Hovid
- Formerly: Ho Yan Hor Sdn Bhd
- Type: Public limited company
- Traded as: MYX: 7213
- ISIN: MYL7213OO001
- Industry: Pharmaceutical, health care
- Founded: 1980
- Headquarters: 121, Jalan Tunku Abdul Rahman, 30010 Ipoh, Perak, Malaysia
- Key people: Ho Sue San @ David Ho Sue San, Managing Director & Chairman
- Website: www.hovid.com

= Hovid (company) =

Malaysian health care and pharmaceutical company

Hovid Berhad (何人可有限公司; ) is a Malaysian health care provider and pharmaceutical company. It was founded in the early 1940s. The company's headquarters are located in Ipoh, the capital city of Perak state, Malaysia. It was formerly known as Ho Yan Hor Sdn Bhd (何人可私人有限公司).

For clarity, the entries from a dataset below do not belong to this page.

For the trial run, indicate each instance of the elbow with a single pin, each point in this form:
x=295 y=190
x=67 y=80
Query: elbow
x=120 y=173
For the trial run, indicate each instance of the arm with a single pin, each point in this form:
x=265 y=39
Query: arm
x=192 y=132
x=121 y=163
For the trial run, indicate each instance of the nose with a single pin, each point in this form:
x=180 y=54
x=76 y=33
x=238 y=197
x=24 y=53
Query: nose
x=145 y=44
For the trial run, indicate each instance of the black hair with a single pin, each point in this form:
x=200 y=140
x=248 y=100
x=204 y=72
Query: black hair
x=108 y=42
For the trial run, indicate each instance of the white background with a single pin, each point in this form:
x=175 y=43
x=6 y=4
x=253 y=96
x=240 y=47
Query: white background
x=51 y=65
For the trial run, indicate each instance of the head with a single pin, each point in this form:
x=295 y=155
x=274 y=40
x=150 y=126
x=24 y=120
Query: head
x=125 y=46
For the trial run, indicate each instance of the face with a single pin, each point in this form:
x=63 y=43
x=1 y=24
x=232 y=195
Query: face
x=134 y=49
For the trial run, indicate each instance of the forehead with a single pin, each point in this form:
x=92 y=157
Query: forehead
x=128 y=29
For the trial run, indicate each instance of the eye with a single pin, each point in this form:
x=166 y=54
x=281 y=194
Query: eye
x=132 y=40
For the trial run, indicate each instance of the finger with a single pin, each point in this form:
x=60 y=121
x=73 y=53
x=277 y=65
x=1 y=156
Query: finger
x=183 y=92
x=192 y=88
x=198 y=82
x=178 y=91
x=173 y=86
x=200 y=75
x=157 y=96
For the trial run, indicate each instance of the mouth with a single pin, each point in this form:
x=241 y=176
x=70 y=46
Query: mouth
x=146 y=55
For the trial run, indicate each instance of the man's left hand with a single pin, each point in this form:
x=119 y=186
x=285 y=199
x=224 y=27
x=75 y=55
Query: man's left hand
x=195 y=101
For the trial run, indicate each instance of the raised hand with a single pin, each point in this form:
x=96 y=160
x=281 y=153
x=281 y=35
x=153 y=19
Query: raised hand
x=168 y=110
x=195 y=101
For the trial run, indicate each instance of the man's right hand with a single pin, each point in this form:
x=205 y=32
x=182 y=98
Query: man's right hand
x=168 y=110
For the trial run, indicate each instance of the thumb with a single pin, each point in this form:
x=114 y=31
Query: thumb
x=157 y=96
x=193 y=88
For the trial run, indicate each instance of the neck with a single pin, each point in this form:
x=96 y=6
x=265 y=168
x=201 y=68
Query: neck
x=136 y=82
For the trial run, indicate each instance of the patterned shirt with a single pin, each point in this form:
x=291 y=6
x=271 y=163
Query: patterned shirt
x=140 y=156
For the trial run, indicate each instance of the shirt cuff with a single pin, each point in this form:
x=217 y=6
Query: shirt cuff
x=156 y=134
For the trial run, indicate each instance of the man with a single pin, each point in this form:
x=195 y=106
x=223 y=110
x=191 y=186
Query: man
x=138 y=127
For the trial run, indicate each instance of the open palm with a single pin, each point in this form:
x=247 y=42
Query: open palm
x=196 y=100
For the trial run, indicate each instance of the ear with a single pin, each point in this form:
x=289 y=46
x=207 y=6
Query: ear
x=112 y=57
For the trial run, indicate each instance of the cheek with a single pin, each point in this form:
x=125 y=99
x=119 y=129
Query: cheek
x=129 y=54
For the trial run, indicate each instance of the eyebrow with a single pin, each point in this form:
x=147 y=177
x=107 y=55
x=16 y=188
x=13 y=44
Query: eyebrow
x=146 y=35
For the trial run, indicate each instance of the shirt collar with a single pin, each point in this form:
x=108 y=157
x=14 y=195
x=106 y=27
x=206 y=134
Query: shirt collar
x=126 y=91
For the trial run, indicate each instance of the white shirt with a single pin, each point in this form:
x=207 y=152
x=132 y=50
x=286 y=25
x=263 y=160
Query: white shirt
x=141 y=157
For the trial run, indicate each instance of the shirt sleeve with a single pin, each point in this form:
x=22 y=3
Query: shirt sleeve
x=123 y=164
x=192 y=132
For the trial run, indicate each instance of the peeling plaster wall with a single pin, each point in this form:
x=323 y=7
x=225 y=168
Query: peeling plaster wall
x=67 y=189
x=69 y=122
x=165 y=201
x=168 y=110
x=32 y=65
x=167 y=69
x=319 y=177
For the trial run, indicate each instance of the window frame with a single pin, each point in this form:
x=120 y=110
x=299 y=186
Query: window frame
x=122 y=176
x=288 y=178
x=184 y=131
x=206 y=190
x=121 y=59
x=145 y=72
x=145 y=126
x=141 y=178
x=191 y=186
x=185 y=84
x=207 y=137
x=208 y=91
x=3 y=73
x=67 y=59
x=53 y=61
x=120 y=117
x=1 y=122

Hovid manufactures primarily generic drugs such as antihistamines, antibiotics, tranquilizers, analgesics, antacids, and diuretics. It also manufactures dietary supplements. Hovid's products are Halal certified.

Hovid's research and development activities focus on special delivery systems, bio-availability and enhanced formulations. The company is increasing its efforts in developing pharmaceuticals with unique delivery systems.

Hovid Berhad was publicly listed on the second board of Kuala Lumpur Stock Exchange (KLSE) on April 5, 2005 and was transferred to the main board on June 20, 2006.

Hovid's products are marketed in more than 50 countries. The company claims it was the first to introduce Malaysian generic drugs overseas in the 1990s.

== History ==

The company was founded by Ho Kai Cheong. Its first product was Ho Yan Hor Herbal Tea, a Chinese herbal tea recipe made of 24 herbs. In the 1980s, the company transformed from a traditional Chinese herbal manufacturer to generic drugs, health supplements and consumer health care products. The company began focusing on tocotrienol research and development in the 2000s.

Ho (何继昌博士) formulated the tea in the early 1940s. He started to sell boiled herbal teas in front of his shop and residence. It was a popular alternative to western medicine during the after World War II. Few Malaysians had the funds to pay a doctor during illness, and chose traditional ways to seek recovery.

In the 1970s, Ho sent his eldest son, David Ho Sue San to New Zealand to pursue a degree in pharmacology. After graduating, David went to Wyeth in the United Kingdom to work as a research pharmacist for two years. He returned to Malaysia in 1980 and took over his father's business, modernizing the manufacturing process of the herbal tea. David then founded Hovid Berhad and introduced the line of pharmaceuticals.